Figures refers to simple elements, sharply characterized by dynamics, violence, softness, slowness, and so forth. These elements can be purely harmonic, or more rhythmically oriented, or purely melodic. They are not themes in the conventional way, but "states" of musical being. Doubles has two meanings: the first is that of the eighteenth century word doppelgänger, which means a human double. Thus, in the process of development, each figure may have its double, which is related only to it and no other. Prisms occur when the figures or their doubles refract themselves one through the other. And in this case, one figure becomes the prism, and the other is refracted through it. By this process the maximum complexity is obtained, and the effect will be comparable to that of a kaleidoscope.

==Reception==
Paul Griffiths stated that, thanks in part to the unusual layout of the instrumental forces in Figures—Doubles—Prismes, "Boulez is able to create orchestral sonorities of marvellously fluid variety and astonishing newness", and that "the rich diversity of the score is also a product of its formal process, by which simple initial ideas are developed in variation and interaction." Susan Bradshaw wrote that the piece "would seem to mark a cross-roads on the long journey of self-(re)discovery that was to lie ahead for Boulez... the piece will continue to fascinate for the sheer virtuosity of its invention, as well as for its explanatory position on the threshold of a future still haunted by a fading echo of the past. Indeed, the very scale of its development makes it reminiscent of an orchestral study in the traditional grand manner... its importance for the future is obvious: by virtue of its existence, Figures—Doubles—Prismes is proof of the previously untested possibility of maintaining the progress of a large-scale work without recourse to melodic characterisation."

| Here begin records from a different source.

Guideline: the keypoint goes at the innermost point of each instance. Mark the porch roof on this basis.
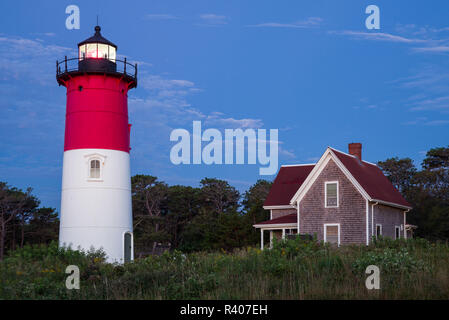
(290, 220)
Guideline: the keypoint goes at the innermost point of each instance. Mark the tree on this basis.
(14, 206)
(399, 171)
(43, 226)
(149, 198)
(427, 190)
(253, 200)
(183, 204)
(219, 196)
(437, 158)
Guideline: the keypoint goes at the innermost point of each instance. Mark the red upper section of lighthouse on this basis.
(97, 99)
(97, 113)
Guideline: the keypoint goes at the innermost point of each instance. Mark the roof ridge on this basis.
(353, 156)
(298, 165)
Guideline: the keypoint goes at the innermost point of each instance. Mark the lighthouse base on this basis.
(113, 241)
(96, 210)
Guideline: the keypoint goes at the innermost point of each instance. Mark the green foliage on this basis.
(290, 270)
(427, 191)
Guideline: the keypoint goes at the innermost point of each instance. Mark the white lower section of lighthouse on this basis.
(96, 210)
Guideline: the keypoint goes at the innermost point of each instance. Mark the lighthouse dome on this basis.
(97, 47)
(96, 55)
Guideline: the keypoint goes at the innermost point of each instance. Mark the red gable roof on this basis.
(371, 179)
(289, 218)
(368, 175)
(287, 182)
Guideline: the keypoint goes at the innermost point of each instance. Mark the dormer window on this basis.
(331, 194)
(95, 169)
(95, 166)
(97, 47)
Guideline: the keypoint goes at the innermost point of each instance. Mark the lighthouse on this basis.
(96, 207)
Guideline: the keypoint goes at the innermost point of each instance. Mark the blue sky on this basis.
(308, 68)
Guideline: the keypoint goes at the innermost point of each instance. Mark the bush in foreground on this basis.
(294, 269)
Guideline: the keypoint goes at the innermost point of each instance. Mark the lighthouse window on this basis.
(103, 51)
(82, 54)
(112, 53)
(95, 169)
(91, 51)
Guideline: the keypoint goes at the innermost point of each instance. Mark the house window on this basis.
(332, 233)
(331, 194)
(397, 232)
(94, 169)
(378, 230)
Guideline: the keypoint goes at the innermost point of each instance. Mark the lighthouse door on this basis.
(127, 247)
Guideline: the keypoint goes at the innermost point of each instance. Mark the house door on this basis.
(332, 233)
(127, 247)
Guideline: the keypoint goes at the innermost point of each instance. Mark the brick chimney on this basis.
(356, 150)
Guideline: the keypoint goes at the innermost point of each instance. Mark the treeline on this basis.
(427, 190)
(213, 216)
(22, 221)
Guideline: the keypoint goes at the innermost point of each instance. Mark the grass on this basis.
(294, 269)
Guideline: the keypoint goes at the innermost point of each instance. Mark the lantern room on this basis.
(97, 53)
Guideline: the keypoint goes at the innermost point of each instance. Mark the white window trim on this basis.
(132, 245)
(325, 194)
(381, 231)
(95, 156)
(331, 225)
(399, 233)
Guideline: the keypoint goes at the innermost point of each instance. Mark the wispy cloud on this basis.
(213, 19)
(161, 16)
(424, 121)
(439, 103)
(436, 49)
(307, 23)
(378, 36)
(30, 59)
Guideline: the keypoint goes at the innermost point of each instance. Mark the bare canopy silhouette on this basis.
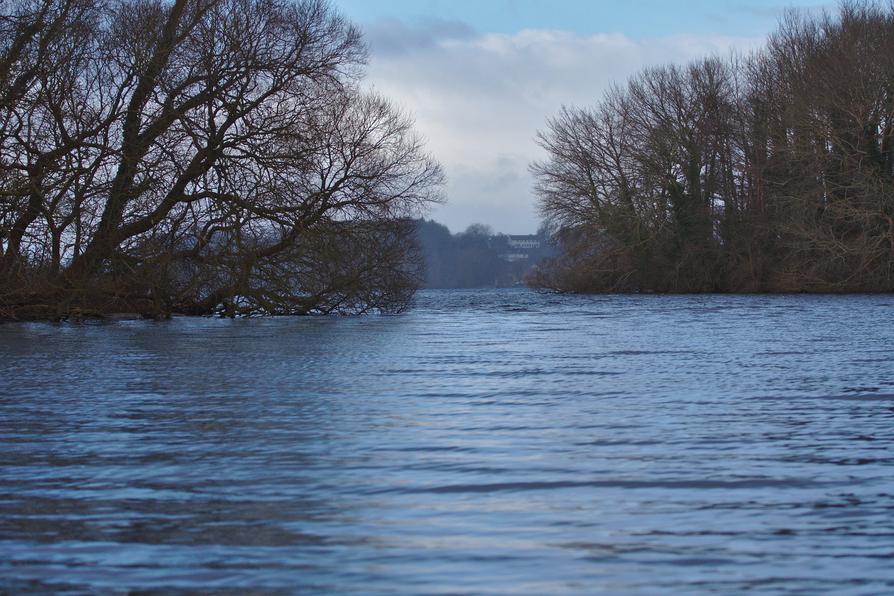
(200, 156)
(772, 172)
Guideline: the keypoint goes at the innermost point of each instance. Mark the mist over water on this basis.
(486, 441)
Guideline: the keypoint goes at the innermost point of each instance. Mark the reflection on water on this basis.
(485, 441)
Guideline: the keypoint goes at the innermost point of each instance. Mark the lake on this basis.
(484, 442)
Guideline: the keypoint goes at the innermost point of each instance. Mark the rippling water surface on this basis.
(492, 441)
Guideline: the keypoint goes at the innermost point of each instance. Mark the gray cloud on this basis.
(393, 37)
(479, 99)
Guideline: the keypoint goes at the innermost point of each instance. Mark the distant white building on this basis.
(525, 242)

Regarding the relationship between the original and finalized versions, writer Allen Edwards, in a study of the work, commented: "if Doubles could be viewed as a portrait of the polar moods of a volcanic personality – nocturnal brooding, alternately seething and contemplative, giving way to bouts of fiery pugilistic confrontation, Figures—Doubles—Prismes could be said to broaden the portrait by introducing, on the one hand, the playful, childlike and humorous sides of the subject..., and on the other hand its fantastic and lyrical sides." In a separate article, Edwards praised the work for its "monumental profile, heroic expression, richness of material, and sophistication of development", and wrote that it is "likely to be considered in time Boulez's Eroica Symphony, and to be accorded a place alongside Pli Selon Pli and Le Marteau sans Maitre as one of the key works by which the composer is universally identified."

In a review of a recording of the work, Andrew Clements called it "fascinating", and, noting the rearrangement of the players, wrote: "For practical reasons more than any other, it is one of the least performed of Boulez's masterpieces. But... it is also one of his most persuasive, with its teeming invention and endlessly vivid imagination for texture and colour." Reviewing a 2015 performance, Colin Anderson praised the piece, writing: "the work begins with a crack and is initially sinewy and exploratory. Pauses introduce significant silence as punctuation, the music alternately beguiling and energetic, combative and ear-grabbing."